Posted in General by Steve on the September 20th, 2006

Clyde is a horse, a Clydesdale to be specific, and he’s real - especially to my daughter.  I’m tempted sometimes to see Clyde and his many fellows (can you have too many stuffed animals?) as mere playthings, but . . . they’re not.  In the wonderful world of my daughter’s imagination, each has a name, a personality, and gifts to share.

So, it was kind of like waking up in “The Velveteen Rabbit” when I found I had a traveling companion with me while traveling out of town this week.  Drawn into her world by this little fragment that had stowed away in my briefcase, I was instantly filled with delight that seems to be the sole province of children.  My imagination took a turn with what his presence was supposed to convey:  Was he sent along as a work-horse so I’d finish with my client quicker and come home sooner?  Perhaps he was supposed to keep watch and guard my computer while I slept?

Clyde working

My delight was only exceeded when I called home that night and she asked me if I’d found any surprises.  I had to string her along a little bit, but then I sent pictures of Clyde helping me at my computer and putting me to sleep - and you could almost see and touch the joy in her voice as she exclaimed “Oh, my goodness!”

 Clyde slept with me each night - I’m not sure if I did that for me, for my daughter, or for Clyde - but it felt right.  It felt real.

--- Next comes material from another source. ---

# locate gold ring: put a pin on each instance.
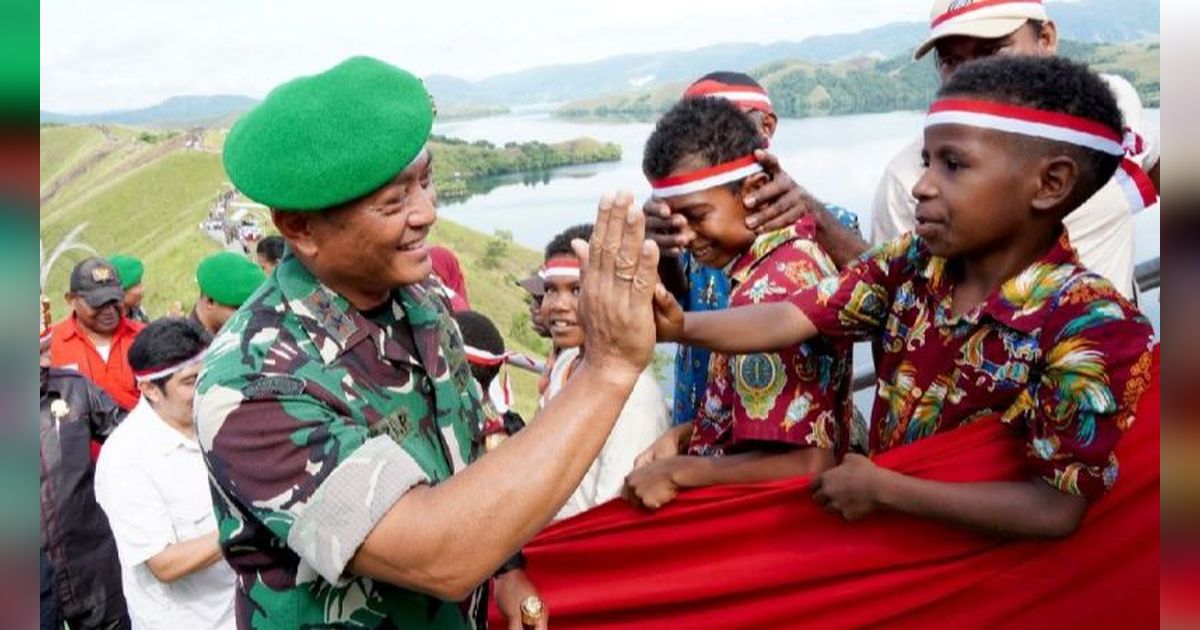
(532, 610)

Living in a digital world with electronic media where the ephermeral pictures and dialog (like this?) are tucked out of sight and mind on hard disks and NVM, I find that my most cherished possessions are still the ones that I can touch and hold - especially mementos of those I love.  Somehow, if I can just touch something that’s real for them, it becomes real for me, and there we are, standing in a shared reality.  Talk about portals to virtual worlds!

I can’t carry my loved ones with me everywhere I go, but I can be with them wherever I am - so I guess now I’ve discovered Clyde’s mission after all - to bring me into the presence of love and joy with my daughter even while we are physically apart.